The series of events in commemoration of Ms Cox went under
the title of the Great Get Together and the branding was a work of genius. The
Gill Sans lettering subconsciously recalls Keep Calm and Carry On and any
number of wartime propaganda posters, and is laid out against a red-and-white
chequer tablecloth. You can find endless photographs online from the weekend of
communities up and down the land taking part in the event, usually with a lady
or two in a hijab to make the point
that this includes everyone: the whole of England, united by what else but tea
and cake, that alchemical universal solvent that takes different races, cultures and background and makes a nation of them. I strike a slightly ironic tone, but don’t mean to inject any note of
cynicism: I know it’s about aspiration, about saying (as Jo Cox did, blandly
but unchallengeably) ‘Far more unites us than divides us’; even when what
divides us is actually very important indeed.

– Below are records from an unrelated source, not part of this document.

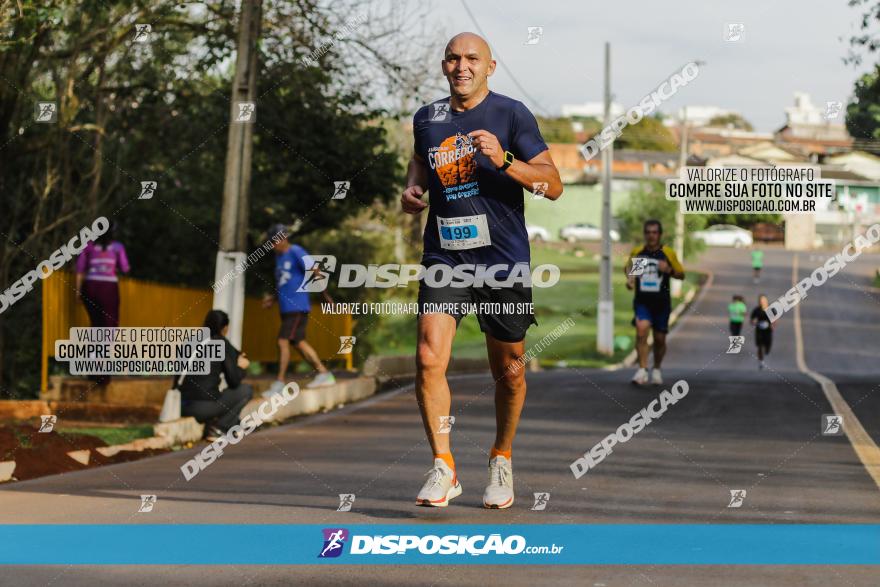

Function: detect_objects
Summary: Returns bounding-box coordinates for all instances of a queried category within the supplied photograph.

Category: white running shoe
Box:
[261,380,284,399]
[651,367,663,385]
[632,367,648,385]
[306,371,336,389]
[483,455,513,510]
[416,459,461,508]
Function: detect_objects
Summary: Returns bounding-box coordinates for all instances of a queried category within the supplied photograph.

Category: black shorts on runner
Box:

We are not quite so multicultural in Swanvale Halt. The
event here was driven by a couple of members of the congregation with a long
involvement in local politics from the liberal-leftward direction, so I didn’t
have much to do with its planning. We had tea, dedicated the tree (for which I
had to devise a tiny liturgy as there doesn’t seem to be anything available
even in the Rituale Romanum), and
went into the church for some apposite readings and hymns. The local choral
society sang Fauré’s ‘Cantique de Jean Racine’. A church member in his early 90s
talked about why he’d chosen ‘Father I give into your hands’ as his hymn: ‘I
thought, We all have to rely on someone else, and this hymn is about that, in
a way’.
It is of course true, all the community-togetherness stuff,
and true too that ‘more unites us than divides us’. But I thought about the
business round the corner, run by a young mum whose children go to the infants
school, that recently had to close down after getting going with such aspiration
and optimism, because the landlord lost patience with not receiving the full
rent – and had a better offer for the site from a property developer. The
landlord also lives in the area, is part of exactly the same ‘community’ as the
people involved in the business. Sometimes what unites us only goes so far when
you’re up against the facts of economics and of power.

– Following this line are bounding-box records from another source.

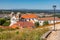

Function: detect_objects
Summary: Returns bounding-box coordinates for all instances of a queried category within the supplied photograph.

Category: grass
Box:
[0,28,49,40]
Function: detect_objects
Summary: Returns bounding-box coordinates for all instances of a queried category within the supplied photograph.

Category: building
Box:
[38,17,60,26]
[10,12,38,27]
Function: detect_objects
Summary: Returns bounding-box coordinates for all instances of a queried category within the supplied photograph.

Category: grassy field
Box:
[0,28,49,40]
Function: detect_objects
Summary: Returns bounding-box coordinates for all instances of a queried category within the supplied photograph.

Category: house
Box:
[11,21,34,28]
[38,17,60,26]
[10,12,38,27]
[21,14,38,23]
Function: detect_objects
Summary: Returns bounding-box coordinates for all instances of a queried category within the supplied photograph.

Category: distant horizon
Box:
[0,0,60,10]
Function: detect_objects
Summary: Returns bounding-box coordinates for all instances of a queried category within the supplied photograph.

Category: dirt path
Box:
[47,24,60,40]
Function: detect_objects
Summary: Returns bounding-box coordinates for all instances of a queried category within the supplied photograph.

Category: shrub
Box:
[0,18,6,25]
[3,21,10,26]
[35,22,39,27]
[43,21,49,25]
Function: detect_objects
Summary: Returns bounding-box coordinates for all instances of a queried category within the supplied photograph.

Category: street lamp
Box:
[53,5,56,31]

It’s not that such conflicts of interest illegitimate events
like the Great Get Together: they are liturgies of what we want to be. It’s
just that it isn’t that simple: community needs hard work, if only the hard
work of mutual interaction and listening; it needs people, structures, and
sometimes sacrifice. It needs the diligent, careful cultivation of hope and
trust. We all have to look after the cherry trees.